The following scenario may not have happened to you, but I am fairly sure you know someone that has gone through something like this.

A single mother just paid her rent last week.  This morning, as she got ready to start her day, her car wouldn’t start.  The car is fairly old, with lots of miles.  She knew it needed some work, but didn’t have the money to have it repaired.  But, now, she’s in a pickle.  If she can’t get to work, her job is in jeopardy.  She gets a ride with a friend for today.  But, what about tomorrow?  What about the car?  Tap the savings account?  What savings account?  Use the credit card?  What credit card?  Maybe do a payday loan . . .
Being financially strapped is not limited to single mothers.  Many people have money problems.  Almost all of us have a “money glitch” occasionally that we did not anticipate or that we knew was coming, we just didn’t know when.  Perhaps it’s a car problem, as in this case.  Perhaps, it’s a hot water heater or a dental expense.
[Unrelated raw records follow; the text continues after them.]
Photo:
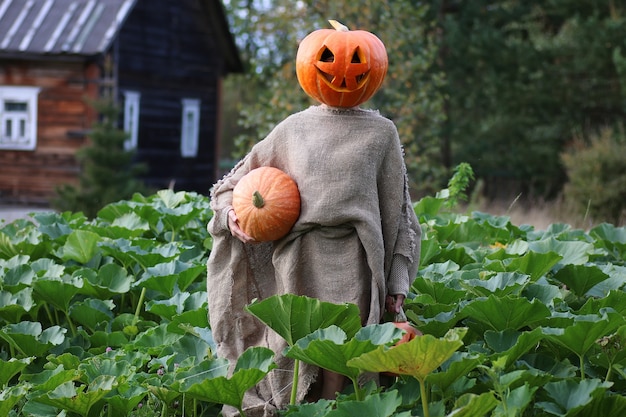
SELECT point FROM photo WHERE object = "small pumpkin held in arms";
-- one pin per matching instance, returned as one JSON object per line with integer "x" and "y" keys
{"x": 410, "y": 333}
{"x": 341, "y": 67}
{"x": 267, "y": 203}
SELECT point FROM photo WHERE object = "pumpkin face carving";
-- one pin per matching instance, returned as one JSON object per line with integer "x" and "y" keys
{"x": 339, "y": 67}
{"x": 267, "y": 203}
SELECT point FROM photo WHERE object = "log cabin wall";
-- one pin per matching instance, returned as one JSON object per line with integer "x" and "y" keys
{"x": 30, "y": 177}
{"x": 168, "y": 53}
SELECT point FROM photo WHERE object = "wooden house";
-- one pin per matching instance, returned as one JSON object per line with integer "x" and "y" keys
{"x": 162, "y": 60}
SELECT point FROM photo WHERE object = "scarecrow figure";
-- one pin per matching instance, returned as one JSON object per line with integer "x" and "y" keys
{"x": 356, "y": 240}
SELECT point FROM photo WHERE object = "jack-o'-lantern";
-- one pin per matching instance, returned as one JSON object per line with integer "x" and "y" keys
{"x": 340, "y": 67}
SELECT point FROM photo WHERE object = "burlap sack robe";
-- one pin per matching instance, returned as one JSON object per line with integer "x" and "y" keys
{"x": 355, "y": 216}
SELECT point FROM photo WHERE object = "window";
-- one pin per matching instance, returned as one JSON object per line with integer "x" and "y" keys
{"x": 190, "y": 128}
{"x": 18, "y": 118}
{"x": 131, "y": 118}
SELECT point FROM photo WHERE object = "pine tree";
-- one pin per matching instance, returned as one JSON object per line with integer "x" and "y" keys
{"x": 108, "y": 172}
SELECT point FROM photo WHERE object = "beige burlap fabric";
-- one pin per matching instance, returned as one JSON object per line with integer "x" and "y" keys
{"x": 356, "y": 218}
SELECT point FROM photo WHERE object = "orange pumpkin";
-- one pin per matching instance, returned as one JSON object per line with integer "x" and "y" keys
{"x": 340, "y": 67}
{"x": 410, "y": 331}
{"x": 267, "y": 203}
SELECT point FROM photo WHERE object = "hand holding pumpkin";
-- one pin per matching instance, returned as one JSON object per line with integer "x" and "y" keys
{"x": 235, "y": 230}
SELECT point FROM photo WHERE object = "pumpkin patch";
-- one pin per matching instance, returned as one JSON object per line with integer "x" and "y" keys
{"x": 267, "y": 203}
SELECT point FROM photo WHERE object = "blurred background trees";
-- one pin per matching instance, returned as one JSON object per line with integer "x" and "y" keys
{"x": 512, "y": 87}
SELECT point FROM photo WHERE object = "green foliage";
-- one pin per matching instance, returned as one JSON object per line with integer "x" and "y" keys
{"x": 522, "y": 76}
{"x": 517, "y": 321}
{"x": 596, "y": 171}
{"x": 107, "y": 173}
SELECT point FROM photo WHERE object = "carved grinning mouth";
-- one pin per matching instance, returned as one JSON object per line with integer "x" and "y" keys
{"x": 350, "y": 80}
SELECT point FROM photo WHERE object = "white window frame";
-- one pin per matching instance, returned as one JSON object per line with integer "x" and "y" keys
{"x": 131, "y": 118}
{"x": 190, "y": 128}
{"x": 23, "y": 124}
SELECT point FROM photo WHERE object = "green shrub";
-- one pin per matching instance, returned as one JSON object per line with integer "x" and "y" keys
{"x": 596, "y": 169}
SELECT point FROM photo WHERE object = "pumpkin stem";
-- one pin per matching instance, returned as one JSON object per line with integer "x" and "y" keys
{"x": 257, "y": 199}
{"x": 338, "y": 26}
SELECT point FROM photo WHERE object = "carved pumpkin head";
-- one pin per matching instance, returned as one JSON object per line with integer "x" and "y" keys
{"x": 339, "y": 67}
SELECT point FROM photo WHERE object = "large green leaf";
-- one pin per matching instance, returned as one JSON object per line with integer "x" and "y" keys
{"x": 471, "y": 405}
{"x": 612, "y": 238}
{"x": 10, "y": 396}
{"x": 29, "y": 338}
{"x": 585, "y": 331}
{"x": 459, "y": 365}
{"x": 515, "y": 401}
{"x": 328, "y": 348}
{"x": 59, "y": 292}
{"x": 81, "y": 246}
{"x": 375, "y": 405}
{"x": 574, "y": 253}
{"x": 580, "y": 279}
{"x": 156, "y": 338}
{"x": 500, "y": 284}
{"x": 208, "y": 380}
{"x": 10, "y": 368}
{"x": 109, "y": 280}
{"x": 507, "y": 312}
{"x": 294, "y": 317}
{"x": 569, "y": 396}
{"x": 14, "y": 306}
{"x": 78, "y": 399}
{"x": 511, "y": 344}
{"x": 92, "y": 312}
{"x": 417, "y": 358}
{"x": 125, "y": 397}
{"x": 533, "y": 263}
{"x": 142, "y": 252}
{"x": 167, "y": 276}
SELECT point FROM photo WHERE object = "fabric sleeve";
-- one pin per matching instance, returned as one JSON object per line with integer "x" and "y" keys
{"x": 398, "y": 282}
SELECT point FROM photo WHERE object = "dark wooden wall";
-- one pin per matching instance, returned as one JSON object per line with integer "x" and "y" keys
{"x": 63, "y": 116}
{"x": 166, "y": 52}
The range of things it COULD be is endless.  The question isn’t whether these things will happen.  The question is - how to plan for them?  

At FHFCU, we have thought about this a great deal, because so many people are affected by financial emergencies.  And, the cost of even a relatively small emergency can be significant.  Payday loan fees.  Letting other bills slide to cover the emergency.  The stress!!

We have three programs aimed at helping members avoid the negative impact of minor financial emergencies.  

EMERGENCY FUND ACCOUNT.   All the experts agree you should have one.  They don’t agree on how much.  Our rule of thumb is at least one month’s expenses.  For some people, though, that amount is difficult to save.  If you cannot do a month’s expenses, do $500. In our experience working with members, $500 covers a wide range of small emergencies.  We have a special, limited access account, specifically for this purpose.  By saving $40 every two weeks, you would have $500 saved in six months.  

CREDIT CARD.  Not everyone can qualify for a credit card, but we are strong believers that, if you can, you should have a credit card for emergencies.  Credit cards can be costly, too, of course, if you carry a balance and pay finance charges on the account.  But, if you have the card tucked away somewhere just for an emergency, it costs you nothing (at least a FHFCU card costs you nothing).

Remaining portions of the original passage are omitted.